The imitations I’ve mentioned—Barthelme, and so on—are all fairly sophisticated; that is, far removed from the base of imitation. Much closer following of the model can achieve equally interesting—and new—results. Many of Poe’s stories are imitations or parodic comments. His “Imp of the Perverse,” for instance, imitates the style of Washington Irving and attacks the philistinism and anti-intellectualism of Irving’s “Legend of Sleepy Hollow.” Though we sometimes associate parody with college humor magazines or such popular organs as
Mad
magazine and the
National Lampoon
, the use of parodic technique, both comic and serious, has proved a rich vein for contemporary writers. (It has been a mainstay of poets for centuries.) The parodist may use only the general style of his model, as Robert Coover in “A Pedestrian Accident” (from
Pricksongs and Descants
) uses slapstick film-comedy and vaudeville routines for a grim new purpose, or he may follow his model almost line for line, merely changing details of action, character, and setting. Whether or not the result is art will depend on the writer’s wit. Either way, the exercise will produce a clearer knowledge of how the writer achieved his effects.
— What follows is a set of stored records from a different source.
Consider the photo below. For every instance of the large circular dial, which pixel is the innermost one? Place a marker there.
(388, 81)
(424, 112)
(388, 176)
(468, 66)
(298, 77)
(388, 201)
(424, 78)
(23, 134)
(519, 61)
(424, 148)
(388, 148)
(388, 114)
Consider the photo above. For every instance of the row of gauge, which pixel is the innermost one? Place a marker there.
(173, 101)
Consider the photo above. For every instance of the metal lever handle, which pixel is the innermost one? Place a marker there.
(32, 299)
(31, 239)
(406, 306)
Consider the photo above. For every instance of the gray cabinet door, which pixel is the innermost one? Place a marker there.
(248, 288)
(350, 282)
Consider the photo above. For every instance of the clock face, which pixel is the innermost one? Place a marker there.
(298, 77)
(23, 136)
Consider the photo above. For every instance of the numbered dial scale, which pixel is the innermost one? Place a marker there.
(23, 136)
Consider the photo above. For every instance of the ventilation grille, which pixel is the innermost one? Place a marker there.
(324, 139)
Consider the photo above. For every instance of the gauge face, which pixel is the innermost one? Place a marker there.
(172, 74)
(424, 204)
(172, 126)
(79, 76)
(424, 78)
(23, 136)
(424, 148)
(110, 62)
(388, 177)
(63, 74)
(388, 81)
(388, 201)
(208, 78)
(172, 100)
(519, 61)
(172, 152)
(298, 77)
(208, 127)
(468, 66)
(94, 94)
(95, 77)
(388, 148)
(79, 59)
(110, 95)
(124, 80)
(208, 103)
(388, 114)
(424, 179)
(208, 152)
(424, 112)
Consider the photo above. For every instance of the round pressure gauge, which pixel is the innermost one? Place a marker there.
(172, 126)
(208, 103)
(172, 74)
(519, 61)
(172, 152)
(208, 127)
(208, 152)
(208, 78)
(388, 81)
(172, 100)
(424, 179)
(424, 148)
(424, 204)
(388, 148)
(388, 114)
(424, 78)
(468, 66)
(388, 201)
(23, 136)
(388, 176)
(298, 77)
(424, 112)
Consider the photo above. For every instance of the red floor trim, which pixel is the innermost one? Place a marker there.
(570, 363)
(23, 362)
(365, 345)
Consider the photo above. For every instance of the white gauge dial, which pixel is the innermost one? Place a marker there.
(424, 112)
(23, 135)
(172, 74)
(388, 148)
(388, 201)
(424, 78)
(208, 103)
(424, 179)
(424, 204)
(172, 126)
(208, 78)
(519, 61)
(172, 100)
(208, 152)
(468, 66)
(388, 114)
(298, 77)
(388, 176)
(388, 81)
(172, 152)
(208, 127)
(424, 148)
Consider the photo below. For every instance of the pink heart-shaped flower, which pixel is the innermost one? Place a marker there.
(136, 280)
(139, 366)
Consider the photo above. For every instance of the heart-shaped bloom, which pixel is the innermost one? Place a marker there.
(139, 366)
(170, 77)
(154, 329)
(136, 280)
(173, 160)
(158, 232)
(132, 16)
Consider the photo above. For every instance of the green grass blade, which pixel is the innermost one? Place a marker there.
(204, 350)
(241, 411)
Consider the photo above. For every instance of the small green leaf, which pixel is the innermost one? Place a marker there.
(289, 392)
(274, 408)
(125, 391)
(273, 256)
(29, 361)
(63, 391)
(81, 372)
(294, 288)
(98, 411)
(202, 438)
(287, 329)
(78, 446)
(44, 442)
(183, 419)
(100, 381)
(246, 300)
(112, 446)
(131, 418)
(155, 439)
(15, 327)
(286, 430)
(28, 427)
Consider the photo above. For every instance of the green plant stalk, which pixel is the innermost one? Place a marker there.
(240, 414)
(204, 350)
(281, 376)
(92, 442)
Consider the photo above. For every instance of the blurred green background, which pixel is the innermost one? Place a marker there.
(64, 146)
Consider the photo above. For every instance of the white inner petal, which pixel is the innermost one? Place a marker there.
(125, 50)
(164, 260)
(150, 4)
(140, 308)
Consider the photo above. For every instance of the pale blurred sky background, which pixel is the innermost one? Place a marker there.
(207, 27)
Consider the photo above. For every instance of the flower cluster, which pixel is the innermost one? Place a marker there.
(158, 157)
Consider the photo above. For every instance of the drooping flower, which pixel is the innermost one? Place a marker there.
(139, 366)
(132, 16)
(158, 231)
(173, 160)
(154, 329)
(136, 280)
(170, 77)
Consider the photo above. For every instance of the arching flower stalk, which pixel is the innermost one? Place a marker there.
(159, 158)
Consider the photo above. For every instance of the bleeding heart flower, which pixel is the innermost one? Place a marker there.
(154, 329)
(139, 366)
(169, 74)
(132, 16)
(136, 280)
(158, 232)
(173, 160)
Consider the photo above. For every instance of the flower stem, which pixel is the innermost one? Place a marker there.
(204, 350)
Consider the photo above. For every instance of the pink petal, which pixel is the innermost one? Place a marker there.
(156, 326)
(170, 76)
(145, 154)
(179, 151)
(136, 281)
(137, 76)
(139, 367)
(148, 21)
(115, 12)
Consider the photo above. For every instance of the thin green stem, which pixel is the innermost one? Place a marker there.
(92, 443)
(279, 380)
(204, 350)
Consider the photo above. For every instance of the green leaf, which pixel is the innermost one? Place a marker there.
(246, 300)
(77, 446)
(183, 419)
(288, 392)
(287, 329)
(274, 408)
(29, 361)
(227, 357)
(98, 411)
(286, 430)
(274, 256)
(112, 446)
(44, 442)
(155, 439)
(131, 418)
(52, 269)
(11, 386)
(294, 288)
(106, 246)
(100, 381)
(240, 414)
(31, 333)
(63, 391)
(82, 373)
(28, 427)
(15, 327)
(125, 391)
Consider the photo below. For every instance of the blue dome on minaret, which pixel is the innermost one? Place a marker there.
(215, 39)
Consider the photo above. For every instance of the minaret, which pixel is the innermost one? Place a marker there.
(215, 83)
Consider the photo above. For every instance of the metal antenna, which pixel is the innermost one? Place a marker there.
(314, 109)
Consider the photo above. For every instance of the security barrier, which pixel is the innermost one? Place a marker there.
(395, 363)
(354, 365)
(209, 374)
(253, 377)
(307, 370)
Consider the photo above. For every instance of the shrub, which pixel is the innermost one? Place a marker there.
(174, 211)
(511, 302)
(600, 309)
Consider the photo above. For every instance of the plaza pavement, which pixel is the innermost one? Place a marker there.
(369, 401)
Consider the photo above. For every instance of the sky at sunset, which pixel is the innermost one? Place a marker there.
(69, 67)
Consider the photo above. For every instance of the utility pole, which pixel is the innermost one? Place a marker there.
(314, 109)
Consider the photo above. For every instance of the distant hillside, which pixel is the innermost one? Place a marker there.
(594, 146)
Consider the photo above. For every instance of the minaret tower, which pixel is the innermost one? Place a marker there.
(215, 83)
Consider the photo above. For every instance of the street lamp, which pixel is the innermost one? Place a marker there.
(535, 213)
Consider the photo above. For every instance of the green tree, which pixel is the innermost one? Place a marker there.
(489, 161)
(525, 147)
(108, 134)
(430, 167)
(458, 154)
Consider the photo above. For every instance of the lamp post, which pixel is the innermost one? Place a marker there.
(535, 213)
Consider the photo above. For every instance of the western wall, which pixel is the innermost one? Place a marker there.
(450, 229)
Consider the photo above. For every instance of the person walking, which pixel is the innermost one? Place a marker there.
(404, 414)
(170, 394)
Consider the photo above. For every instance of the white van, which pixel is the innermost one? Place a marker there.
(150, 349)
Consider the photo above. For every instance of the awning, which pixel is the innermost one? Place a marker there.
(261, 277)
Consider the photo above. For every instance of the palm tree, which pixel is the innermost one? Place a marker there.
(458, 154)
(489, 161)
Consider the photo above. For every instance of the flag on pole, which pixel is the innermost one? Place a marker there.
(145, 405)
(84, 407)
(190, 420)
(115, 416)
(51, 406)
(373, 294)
A huge vocabulary is not always an advantage. Simple language, for some kinds of fiction at least, can be more effective than complex language, which can lead to stiltedness or suggest dishonesty or faulty education. One of the surest signs of limited taste or intellectual mediocrity—though sometimes it signals only shyness and insecurity—is continual use of the same polysyllabic or foreign words everyone else uses, fashionable words like “serendipity,” or “ubiquitous”; “
genre
,” “
milieu
,” and “
ambiance
” when emphasized as French; worn-out German words or phrases like “
Weltanschauung
,” “
Gestalt
,” or “
Sturm und Drang
”; or jargon words like “fictional strategy.” And the writer who uses his own fancy language, not just that which is in style,
can be equally offensive. If we sense that, though working as a realist, he writes mainly for elegant verbal effect, choosing his characters for the cleverness of their chatter or even violating character out of deference to his ear, using “calculate” for “think” or giving all his characters the right to say “dastardly,” “
comme il faut
,” or “my man,” we sense mannerism and frigidity and at once back off. This rule, like all rules, must be applied with good sense. Dostoevsky chooses characters for the kinds of things they’ll talk about. And a noticeably ornate vocabulary can be a splendid thing if well used. For the writer who handles difficult or obscure words well, giving the appearance of introducing them smoothly and effortlessly, violating neither the authorial tone nor fidelity to character, ornate vocabulary can extend the writer’s range of tone and give textural richness, to say nothing of increased precision. For symbolists and allegorists like Hawthorne and Melville, ornate vocabulary may be an absolute requisite. In effective writing—normally—the writer slips in symbols and allegorical emblems with the cunning of a flim-flam man gulling his country victim. The symbol that stands out too sharply from its matrix may distract the reader’s eye from the fictional dream, with the unpleasing effect of making the writer seem frigid and his story disingenuous, more sermon than honest presentation of imagined events—a work, in short, in which the reader feels manipulated, pushed toward some opinion or view of the world not inherent in the fictional materials but imposed from above.